The FTC and the Department of Justice (DOJ) charged Amazon for violating the Children’s Online Privacy Protection Act Rule (COPPA Rule) and misleading parents and users of Alexa by ignoring their deletion requests, according to the FTC. Amazon agreed to a settlement that compelled the company to revamp its information deletion policies, and enforce stricter privacy measures as well as pay a $25 million civil penalty.

Amazon stopped parents from using their deletion rights bestowed by COPPA and held onto “sensitive geolocation and voice information, including children’s voice information,” according to a complaint filed by the DOJ on the FTC’s behalf.

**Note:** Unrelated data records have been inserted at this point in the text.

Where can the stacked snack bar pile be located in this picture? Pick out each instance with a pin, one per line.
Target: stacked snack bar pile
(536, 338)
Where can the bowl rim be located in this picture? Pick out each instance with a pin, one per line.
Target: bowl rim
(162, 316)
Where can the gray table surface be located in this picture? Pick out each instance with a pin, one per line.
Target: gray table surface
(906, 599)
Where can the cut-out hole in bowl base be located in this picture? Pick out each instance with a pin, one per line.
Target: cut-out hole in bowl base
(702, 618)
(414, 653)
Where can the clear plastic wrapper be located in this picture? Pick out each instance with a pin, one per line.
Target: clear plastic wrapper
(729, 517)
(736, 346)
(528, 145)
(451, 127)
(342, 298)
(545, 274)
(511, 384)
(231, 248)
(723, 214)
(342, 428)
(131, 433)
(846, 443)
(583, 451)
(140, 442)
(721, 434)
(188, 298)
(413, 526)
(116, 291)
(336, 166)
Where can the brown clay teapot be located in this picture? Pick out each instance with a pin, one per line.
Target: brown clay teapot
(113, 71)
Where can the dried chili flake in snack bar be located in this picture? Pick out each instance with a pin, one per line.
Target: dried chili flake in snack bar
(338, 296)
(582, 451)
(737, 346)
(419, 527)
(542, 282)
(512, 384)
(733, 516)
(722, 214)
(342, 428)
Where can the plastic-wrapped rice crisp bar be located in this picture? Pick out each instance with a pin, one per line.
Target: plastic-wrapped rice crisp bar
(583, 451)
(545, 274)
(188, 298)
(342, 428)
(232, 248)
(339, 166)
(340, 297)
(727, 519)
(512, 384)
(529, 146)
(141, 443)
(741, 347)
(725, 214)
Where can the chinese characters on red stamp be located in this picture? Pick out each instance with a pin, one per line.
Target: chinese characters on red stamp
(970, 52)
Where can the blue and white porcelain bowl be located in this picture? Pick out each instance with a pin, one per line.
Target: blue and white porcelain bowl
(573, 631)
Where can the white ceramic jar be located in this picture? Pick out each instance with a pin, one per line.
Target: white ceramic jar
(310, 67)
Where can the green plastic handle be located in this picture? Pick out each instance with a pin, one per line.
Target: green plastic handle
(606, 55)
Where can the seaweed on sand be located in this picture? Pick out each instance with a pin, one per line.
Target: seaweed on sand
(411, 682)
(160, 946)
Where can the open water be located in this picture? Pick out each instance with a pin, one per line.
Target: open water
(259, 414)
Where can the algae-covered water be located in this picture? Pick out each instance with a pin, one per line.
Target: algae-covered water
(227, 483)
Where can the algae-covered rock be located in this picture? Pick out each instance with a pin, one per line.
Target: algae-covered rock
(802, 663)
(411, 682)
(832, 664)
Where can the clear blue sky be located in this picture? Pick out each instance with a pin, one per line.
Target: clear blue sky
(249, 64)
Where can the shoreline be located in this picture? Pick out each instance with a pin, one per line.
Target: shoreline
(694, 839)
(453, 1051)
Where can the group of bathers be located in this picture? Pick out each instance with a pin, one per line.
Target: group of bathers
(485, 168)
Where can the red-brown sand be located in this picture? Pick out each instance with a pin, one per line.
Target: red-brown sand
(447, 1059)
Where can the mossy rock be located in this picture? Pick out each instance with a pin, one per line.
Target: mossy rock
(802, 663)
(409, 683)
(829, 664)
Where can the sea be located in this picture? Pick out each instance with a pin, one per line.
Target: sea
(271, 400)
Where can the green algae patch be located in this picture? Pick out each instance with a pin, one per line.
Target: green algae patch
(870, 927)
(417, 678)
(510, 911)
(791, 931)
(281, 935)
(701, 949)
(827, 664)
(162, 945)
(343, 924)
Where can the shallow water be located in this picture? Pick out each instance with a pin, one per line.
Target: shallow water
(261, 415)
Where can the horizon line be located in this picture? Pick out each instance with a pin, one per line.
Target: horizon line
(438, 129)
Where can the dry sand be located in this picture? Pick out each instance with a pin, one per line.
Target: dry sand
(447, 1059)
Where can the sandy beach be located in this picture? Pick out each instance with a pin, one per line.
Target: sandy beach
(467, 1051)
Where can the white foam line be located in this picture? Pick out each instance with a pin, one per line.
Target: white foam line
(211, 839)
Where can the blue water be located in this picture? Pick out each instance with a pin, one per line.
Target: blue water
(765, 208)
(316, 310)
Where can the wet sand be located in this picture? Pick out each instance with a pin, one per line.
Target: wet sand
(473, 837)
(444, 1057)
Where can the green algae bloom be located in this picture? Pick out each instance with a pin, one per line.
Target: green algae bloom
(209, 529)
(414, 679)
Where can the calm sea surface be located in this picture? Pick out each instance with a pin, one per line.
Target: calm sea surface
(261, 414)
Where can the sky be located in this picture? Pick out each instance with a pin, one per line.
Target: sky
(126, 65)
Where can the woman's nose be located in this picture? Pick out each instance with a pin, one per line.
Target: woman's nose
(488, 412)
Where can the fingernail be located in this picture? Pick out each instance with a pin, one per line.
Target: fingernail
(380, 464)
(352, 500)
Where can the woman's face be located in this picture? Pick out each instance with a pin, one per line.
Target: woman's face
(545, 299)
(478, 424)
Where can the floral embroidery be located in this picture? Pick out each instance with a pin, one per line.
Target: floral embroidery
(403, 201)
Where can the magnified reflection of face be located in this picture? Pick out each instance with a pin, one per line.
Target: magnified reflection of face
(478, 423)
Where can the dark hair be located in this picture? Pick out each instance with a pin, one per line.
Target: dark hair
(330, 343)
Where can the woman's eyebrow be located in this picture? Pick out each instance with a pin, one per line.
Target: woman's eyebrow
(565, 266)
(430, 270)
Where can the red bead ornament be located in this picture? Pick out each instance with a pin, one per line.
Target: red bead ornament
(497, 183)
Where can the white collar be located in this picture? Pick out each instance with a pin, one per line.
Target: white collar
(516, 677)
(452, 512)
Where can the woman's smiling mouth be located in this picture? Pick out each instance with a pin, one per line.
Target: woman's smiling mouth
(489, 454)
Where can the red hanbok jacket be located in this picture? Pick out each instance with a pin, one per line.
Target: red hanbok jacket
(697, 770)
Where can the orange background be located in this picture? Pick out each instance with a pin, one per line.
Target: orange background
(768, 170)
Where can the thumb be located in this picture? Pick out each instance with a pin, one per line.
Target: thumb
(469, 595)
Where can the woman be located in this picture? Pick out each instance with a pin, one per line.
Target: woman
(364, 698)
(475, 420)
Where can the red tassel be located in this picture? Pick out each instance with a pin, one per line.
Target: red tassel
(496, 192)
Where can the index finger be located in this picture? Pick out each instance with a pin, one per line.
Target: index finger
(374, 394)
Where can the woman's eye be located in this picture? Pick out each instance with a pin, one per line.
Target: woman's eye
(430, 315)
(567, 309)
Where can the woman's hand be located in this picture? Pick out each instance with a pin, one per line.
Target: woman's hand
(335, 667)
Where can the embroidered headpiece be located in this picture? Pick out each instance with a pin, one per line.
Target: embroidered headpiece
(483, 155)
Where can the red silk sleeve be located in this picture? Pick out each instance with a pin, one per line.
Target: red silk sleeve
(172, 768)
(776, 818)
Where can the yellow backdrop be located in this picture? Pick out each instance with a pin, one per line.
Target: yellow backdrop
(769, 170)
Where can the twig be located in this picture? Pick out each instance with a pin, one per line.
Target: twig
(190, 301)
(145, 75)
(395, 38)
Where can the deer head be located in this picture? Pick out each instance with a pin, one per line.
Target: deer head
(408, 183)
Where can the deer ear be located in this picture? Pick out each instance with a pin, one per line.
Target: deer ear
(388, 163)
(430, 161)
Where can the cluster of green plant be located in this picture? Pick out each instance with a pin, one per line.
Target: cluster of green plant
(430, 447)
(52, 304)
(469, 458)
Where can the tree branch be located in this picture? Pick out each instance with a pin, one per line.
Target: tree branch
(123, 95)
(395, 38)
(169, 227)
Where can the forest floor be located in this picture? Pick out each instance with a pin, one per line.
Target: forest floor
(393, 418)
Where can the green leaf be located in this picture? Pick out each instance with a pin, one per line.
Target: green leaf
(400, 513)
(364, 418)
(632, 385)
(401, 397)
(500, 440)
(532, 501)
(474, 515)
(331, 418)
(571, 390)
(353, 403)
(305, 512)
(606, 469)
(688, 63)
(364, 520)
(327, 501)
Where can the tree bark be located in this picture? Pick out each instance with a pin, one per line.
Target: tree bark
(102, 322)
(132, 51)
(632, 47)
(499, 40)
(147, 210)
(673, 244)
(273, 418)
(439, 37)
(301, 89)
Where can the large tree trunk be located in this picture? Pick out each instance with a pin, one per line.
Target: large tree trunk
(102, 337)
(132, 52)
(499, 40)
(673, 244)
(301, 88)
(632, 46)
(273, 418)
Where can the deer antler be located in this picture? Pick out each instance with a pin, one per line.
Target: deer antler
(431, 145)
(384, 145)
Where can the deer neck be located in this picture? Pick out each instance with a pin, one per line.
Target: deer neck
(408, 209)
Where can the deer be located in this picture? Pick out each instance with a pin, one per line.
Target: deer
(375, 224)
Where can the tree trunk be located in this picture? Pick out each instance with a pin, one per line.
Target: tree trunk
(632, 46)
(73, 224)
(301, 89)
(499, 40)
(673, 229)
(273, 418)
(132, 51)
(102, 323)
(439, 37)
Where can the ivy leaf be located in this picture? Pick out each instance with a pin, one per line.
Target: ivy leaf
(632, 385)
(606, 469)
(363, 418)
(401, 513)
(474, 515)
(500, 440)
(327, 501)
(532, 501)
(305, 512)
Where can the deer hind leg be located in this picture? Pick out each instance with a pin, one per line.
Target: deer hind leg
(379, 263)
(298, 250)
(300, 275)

“Amazon used children’s recordings—both audio files and transcripts—for purposes such as refining Alexa’s voice recognition and natural language processing capabilities.” (RELATED: FTC’s Republican Members Hit YouTube For Violating Children’s Privacy Rights: Report)

WASHINGTON, DC – JUNE 15: Jonathan Zittrain, Professor of Law and Professor of Computer Science, speaks during a hearing with the Senate Judiciary Subcommittee on Competition Policy, Antitrust, and Consumer Rights, the on Capitol Hill on June 15, 2021 in Washington, DC. (Photo by Anna Moneymaker/Getty Images)

Amazon told parents that they could delete their child’s data whenever they desired if they used the Echo Dot Kids Edition, FreeTime on Alexa, and FreeTime Unlimited on Alexa, according to the complaint.

“Amazon’s history of misleading parents, keeping children’s recordings indefinitely, and flouting parents’ deletion requests violated COPPA and sacrificed privacy for profits,” said Samuel Levine, Director of the FTC’s Bureau of Consumer Protection in the press release. “COPPA does not allow companies to keep children’s data forever for any reason, and certainly not to train their algorithms.”

The FTC also ordered Amazon to pay $5.8 million in customer refunds in a settlement for an alleged privacy violation for its home security camera product, Ring, according to an FTC press release.

“At Amazon, we take our responsibilities to our customers and their families very seriously,” Amazon told the Daily Caller News Foundation. “Our devices and services are built to protect customers’ privacy, and to provide customers with control over their experience. While we disagree with the FTC’s claims regarding both Alexa and Ring, and deny violating the law, these settlements put these matters behind us.”